Guidelines for Rare Pregnancy-Related Cancers Released for the First Time

According to a story from Newswise, an organization called the National Comprehensive Cancer Network (NCCN) has recently released treatment guidelines for a rare type of cancer that can affect women during pregnancy. This cancer is called gestational trophoblastic neoplasia. These are the first guidelines ever released for this type of rare cancer in the US.

About Gestational Trophoblastic Neoplasia (GTN)

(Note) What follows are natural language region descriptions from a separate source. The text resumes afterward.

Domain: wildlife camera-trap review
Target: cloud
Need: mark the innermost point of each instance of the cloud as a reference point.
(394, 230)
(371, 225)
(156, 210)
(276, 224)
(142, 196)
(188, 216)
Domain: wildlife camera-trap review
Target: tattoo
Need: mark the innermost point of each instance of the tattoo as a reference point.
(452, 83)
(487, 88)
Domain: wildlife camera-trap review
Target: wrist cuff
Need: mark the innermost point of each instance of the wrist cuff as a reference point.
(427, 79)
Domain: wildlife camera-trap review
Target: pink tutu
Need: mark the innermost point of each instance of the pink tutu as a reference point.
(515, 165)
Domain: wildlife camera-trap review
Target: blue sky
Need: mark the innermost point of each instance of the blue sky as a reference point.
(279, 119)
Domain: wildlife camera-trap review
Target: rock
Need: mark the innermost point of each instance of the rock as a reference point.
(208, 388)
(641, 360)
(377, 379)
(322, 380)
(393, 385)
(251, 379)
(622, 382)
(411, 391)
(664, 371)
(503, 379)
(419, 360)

Gestational trophoblastic neoplasia (GTN), which is also called gestational trophoblastic disease, is a tumor that affects a type of cell called trophoblasts. These cells comprise the tissue that, under normal, circumstances, would form the placenta during the pregnancy. There are several different types of GTN, but they are rarely malignant. Risk factors for the disease include the woman being under 20 years old or over age 35, prior history of GTN, and being of Asian ethnicity, as the cancer appears more frequently in Asian countries. Treatment for GTN often includes the evacuation of the pregnancy. For invasive types, chemotherapy agents such as dactinomycin and methotrextrate are commonly used. Radiation is also used if the cancer has spread, but this is unlikely in most cases. Follow up is also necessary after treatment has concluded. To learn more about GTN, click here.

Official Treatment Standards

There is a significant need for these guidelines in order to streamline the treatment process for patients and ensure the best possible outcomes. GTN is generally not a life threatening tumor and can often be completely cured, but the consequences of inadequate care can be severe.

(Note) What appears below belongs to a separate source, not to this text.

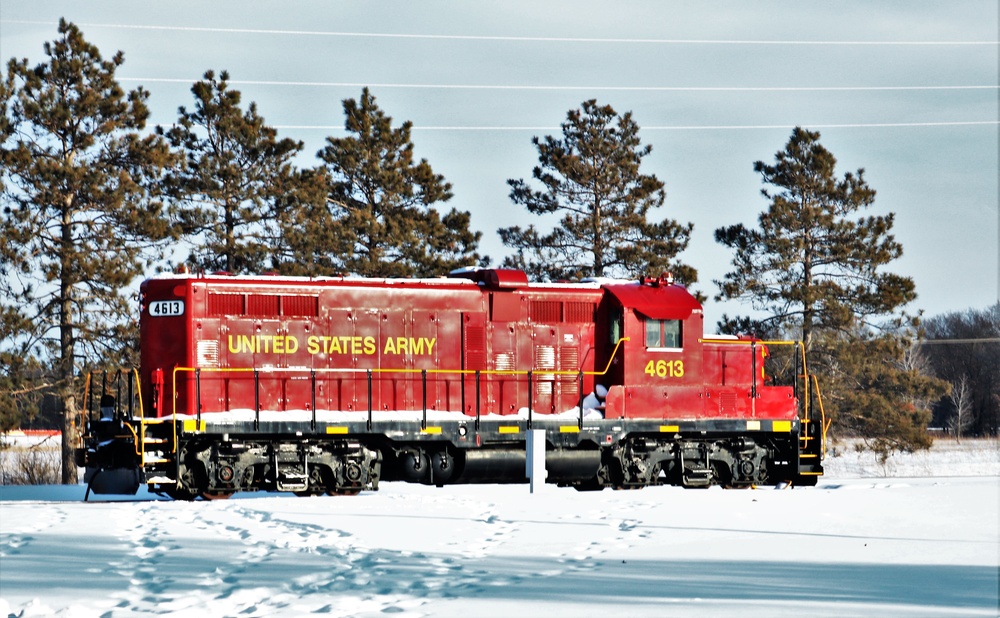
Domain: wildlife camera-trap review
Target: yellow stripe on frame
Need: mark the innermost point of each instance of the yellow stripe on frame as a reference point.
(193, 425)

The guidelines outline treatment approaches for a variety of different types of GTN. For a “molar pregnancy” a tumor that is not malignant, treatment is typically surgery or evacuation of the pregnancy. After this, no other treatment is necessary. For low risk GTN that could have malignant potential, the first line treatment is single agent chemotherapy, but a more robust chemo regimen and surgery is recommended if the disease does not respond initially. For the highest risk cases, multi-agent chemo is the suggested standard treatment. GTN, when metastatic, often spreads to the brain, and in such cases radiation is recommended. Surgery is also an option when GTN is resistant to chemo.

With the release of these guidelines, caregivers now have options to help them determine the best approach for treating GTN.